「お昼がまだでしたか。
おすすめの露店をご案内いたしましょうか?」

「みょ?」

「ボルダが好きなところに行く?」

「ヴぉお!いく!」


ボルダさんの好きなお店!

気になる!



「ボルダ、たのむ!」

「はい。了解いたしました」



にこやかに頷いたボルダさんに先導されて、私たちは歩き出した。





「ですが『頼む』は、男言葉ですねぇ」

「ひょ?」

「休憩中の騎士や兵士と時々話してるから、それで覚えたんだと思う」

「なるほど。
この一か月で随分と馴染みましたね」

「ひょー?」



騎士、兵士、話す・・・?

一か月で、なに?


うーん。

やっぱり異世界言語難しい。
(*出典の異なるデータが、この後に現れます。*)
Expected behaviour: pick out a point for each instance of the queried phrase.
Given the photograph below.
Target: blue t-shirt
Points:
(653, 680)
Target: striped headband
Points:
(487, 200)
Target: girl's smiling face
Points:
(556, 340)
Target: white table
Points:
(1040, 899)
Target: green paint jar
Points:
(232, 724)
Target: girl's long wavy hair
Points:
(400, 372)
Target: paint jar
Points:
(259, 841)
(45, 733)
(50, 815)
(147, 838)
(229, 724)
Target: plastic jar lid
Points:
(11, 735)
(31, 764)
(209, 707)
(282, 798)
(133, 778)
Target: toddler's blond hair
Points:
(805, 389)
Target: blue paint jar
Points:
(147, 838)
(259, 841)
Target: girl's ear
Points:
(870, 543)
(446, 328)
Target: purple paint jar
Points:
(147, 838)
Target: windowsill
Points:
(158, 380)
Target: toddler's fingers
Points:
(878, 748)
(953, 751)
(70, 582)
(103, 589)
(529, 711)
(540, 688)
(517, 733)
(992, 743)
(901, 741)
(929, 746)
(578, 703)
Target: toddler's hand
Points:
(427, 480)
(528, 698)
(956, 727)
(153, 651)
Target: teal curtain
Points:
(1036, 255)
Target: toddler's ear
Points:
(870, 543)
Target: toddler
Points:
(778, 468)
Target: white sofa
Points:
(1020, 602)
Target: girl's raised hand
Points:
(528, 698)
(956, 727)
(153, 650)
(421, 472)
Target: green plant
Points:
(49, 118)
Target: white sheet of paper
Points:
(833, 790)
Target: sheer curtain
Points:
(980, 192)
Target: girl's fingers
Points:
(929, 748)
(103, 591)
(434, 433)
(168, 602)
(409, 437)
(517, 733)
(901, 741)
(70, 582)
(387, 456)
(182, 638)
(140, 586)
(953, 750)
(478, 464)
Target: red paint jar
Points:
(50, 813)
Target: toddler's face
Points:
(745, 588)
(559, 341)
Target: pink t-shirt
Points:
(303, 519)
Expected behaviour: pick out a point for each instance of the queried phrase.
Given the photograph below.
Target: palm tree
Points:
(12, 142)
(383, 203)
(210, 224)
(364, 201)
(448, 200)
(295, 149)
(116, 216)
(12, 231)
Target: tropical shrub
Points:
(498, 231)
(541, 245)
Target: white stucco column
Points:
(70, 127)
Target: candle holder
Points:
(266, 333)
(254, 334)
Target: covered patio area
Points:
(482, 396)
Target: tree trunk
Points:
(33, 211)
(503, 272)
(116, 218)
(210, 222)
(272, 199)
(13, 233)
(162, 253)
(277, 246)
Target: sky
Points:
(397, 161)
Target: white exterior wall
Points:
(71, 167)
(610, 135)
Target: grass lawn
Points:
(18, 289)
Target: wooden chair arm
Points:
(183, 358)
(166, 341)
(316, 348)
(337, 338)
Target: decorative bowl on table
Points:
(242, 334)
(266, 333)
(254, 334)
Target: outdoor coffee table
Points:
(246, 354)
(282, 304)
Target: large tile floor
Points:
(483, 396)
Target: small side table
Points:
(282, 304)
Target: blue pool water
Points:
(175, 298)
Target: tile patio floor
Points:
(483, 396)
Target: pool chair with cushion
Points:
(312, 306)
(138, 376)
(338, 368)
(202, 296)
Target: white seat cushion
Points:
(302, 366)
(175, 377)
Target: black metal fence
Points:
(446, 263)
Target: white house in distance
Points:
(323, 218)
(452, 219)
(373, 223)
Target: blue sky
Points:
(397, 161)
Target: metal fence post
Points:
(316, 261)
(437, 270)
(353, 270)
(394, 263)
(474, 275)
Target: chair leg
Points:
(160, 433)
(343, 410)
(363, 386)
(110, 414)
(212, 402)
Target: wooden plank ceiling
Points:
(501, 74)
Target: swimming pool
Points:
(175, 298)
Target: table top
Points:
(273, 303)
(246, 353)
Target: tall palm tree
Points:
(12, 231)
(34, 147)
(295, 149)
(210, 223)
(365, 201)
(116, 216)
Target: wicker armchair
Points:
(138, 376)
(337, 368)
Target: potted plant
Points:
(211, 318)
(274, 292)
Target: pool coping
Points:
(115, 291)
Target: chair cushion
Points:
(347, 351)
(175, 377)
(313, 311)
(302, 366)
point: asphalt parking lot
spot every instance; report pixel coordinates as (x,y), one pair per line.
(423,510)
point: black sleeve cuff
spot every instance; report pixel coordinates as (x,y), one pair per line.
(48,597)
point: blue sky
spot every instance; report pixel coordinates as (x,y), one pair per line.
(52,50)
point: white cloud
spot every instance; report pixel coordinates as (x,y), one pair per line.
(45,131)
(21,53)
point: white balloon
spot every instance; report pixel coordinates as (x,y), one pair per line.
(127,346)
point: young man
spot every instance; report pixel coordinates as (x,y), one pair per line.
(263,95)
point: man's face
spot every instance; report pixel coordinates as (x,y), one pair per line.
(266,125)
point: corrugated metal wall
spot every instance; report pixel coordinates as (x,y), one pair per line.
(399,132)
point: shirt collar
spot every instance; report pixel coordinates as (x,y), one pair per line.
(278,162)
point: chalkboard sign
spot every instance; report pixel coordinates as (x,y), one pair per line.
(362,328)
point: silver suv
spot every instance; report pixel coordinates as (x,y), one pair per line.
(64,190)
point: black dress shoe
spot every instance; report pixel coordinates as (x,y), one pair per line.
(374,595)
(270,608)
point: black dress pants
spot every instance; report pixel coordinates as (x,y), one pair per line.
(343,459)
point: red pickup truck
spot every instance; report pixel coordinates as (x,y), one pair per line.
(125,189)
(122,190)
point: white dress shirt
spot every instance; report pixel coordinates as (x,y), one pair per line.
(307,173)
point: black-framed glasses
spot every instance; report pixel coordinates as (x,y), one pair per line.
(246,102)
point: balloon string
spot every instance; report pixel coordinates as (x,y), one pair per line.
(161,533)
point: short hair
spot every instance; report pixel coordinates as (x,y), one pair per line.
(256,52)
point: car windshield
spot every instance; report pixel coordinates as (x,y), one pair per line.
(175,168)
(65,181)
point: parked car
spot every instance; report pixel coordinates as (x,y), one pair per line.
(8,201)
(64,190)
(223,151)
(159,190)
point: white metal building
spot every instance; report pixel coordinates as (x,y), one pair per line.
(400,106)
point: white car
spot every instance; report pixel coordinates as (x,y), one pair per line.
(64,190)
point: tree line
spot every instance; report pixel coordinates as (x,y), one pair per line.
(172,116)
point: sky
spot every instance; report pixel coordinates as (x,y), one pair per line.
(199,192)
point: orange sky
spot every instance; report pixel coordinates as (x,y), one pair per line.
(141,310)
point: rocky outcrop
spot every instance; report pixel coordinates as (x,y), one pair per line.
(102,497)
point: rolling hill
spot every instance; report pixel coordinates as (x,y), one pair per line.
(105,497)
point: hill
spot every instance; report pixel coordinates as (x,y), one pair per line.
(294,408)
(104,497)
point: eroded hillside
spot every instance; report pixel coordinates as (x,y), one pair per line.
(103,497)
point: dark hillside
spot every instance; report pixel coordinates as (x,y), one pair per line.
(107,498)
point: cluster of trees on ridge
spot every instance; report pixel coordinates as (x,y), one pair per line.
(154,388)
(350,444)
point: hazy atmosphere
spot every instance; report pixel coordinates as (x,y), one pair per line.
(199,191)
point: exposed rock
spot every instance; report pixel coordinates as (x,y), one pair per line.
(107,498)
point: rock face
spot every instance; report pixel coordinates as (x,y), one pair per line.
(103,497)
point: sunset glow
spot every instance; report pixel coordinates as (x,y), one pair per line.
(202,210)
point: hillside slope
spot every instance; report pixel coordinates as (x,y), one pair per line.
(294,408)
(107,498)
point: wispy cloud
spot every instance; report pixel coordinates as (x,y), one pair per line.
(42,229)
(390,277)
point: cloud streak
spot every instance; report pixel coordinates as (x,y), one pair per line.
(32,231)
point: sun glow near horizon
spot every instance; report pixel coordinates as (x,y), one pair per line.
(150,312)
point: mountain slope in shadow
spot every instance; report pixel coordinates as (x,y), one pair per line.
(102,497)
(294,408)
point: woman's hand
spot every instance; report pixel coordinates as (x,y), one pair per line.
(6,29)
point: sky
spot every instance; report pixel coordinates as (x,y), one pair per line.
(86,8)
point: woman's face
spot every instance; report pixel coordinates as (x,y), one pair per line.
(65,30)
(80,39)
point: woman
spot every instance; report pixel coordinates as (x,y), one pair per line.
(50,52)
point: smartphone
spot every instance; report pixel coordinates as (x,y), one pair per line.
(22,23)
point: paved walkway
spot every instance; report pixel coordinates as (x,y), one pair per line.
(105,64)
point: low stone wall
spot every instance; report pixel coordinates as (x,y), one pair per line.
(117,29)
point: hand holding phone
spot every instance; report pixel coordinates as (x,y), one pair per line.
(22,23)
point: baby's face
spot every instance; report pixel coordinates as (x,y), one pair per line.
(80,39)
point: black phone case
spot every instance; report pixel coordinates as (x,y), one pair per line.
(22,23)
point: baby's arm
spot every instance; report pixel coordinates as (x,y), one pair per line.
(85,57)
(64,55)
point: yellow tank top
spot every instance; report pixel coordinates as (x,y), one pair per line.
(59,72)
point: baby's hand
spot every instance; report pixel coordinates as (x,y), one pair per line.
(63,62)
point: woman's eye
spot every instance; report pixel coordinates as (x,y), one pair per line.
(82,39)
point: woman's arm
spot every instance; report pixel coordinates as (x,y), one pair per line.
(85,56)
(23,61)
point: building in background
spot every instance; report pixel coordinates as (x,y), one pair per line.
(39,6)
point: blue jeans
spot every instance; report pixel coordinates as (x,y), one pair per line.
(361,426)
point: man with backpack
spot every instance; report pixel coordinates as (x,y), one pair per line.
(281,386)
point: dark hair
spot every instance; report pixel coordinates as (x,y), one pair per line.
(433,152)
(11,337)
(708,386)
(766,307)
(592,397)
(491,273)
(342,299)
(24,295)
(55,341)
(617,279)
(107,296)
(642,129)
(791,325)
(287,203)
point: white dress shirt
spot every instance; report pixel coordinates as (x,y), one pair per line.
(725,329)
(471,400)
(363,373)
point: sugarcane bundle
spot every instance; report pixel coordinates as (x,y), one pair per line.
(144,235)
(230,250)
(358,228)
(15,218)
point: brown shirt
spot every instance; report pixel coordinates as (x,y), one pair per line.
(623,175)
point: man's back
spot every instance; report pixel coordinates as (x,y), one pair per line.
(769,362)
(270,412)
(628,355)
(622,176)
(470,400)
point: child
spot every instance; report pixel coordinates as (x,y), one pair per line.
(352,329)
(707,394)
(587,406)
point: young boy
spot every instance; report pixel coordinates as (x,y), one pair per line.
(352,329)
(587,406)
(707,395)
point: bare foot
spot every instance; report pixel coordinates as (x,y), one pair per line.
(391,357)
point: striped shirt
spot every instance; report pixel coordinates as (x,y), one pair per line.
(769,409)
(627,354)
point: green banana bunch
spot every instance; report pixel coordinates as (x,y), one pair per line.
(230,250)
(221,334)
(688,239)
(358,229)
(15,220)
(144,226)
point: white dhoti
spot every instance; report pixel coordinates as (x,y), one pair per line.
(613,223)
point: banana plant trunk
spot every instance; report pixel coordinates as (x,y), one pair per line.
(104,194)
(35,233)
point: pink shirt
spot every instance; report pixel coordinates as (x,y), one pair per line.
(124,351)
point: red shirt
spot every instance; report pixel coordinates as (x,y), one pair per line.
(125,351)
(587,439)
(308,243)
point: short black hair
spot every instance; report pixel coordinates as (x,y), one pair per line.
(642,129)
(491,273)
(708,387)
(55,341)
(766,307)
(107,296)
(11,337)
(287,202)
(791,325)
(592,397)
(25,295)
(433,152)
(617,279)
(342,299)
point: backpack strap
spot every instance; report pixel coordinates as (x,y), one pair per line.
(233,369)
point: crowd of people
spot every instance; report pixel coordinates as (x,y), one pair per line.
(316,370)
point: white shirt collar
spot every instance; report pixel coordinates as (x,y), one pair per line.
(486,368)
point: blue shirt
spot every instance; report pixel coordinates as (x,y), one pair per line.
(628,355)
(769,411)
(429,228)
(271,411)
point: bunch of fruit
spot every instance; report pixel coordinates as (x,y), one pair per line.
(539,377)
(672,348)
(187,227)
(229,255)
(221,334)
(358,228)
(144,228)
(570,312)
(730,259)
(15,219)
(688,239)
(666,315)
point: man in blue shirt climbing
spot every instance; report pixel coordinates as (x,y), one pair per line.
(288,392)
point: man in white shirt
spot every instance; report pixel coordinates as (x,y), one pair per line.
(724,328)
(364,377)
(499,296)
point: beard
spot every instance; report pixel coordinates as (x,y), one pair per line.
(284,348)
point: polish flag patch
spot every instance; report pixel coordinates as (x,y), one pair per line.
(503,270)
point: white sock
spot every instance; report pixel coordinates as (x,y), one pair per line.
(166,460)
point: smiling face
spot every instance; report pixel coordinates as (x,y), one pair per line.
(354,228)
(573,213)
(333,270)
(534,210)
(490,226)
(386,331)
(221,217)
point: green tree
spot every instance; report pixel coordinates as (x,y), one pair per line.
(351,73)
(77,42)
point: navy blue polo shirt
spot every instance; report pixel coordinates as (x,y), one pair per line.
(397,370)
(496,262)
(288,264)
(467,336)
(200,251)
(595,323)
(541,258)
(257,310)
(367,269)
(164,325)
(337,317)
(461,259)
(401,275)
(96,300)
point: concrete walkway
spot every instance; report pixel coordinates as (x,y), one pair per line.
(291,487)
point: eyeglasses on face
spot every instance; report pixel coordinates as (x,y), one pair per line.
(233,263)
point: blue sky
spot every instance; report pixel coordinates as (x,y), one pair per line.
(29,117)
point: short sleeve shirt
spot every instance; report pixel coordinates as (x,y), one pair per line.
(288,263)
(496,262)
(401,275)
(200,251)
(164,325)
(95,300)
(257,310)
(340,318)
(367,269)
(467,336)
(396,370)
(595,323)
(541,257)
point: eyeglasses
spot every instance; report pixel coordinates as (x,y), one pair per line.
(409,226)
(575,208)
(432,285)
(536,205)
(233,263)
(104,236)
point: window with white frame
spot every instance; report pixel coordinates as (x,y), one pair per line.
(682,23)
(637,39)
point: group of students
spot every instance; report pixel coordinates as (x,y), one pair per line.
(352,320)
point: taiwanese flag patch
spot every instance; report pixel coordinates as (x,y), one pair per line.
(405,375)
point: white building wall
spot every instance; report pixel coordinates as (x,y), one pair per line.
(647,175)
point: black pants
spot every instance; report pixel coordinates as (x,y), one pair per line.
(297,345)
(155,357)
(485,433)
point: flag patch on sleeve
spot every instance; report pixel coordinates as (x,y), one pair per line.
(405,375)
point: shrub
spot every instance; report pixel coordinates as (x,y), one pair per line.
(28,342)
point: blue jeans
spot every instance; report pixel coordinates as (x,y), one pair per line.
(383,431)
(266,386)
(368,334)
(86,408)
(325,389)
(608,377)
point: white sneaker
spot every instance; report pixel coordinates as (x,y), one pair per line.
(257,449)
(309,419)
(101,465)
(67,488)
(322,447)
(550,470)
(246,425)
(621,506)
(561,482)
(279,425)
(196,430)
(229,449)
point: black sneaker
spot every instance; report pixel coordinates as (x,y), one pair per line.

まだまだ覚えてない単語はいっぱいあるみたいだし。






「アサヒ」

「ひょ?」

「アサヒはもうたくさんの人と話せるねってこと」


ラギアの声はいつもと同じ淡々としたものだけど、紫の瞳は優しい光を宿しているようで。


「うん!うれしい!」



心がぽわっとしたと同時にそわそわした。

嬉しいんだけど、なんでかちょっと気恥しいような。


誤魔化すように、繋いでいる手をぶんぶん振った。





「・・・本当に、仲がよろしいようで」



呟くように言ったボルダさんは、眩しそうに目を細めていた。

不思議に思って首を傾げると、ふわりとほほ笑んだ。



「もうすぐ、着きますよ」

「うん!」

「わかった」




賑やかな活気の中で、私は笑った。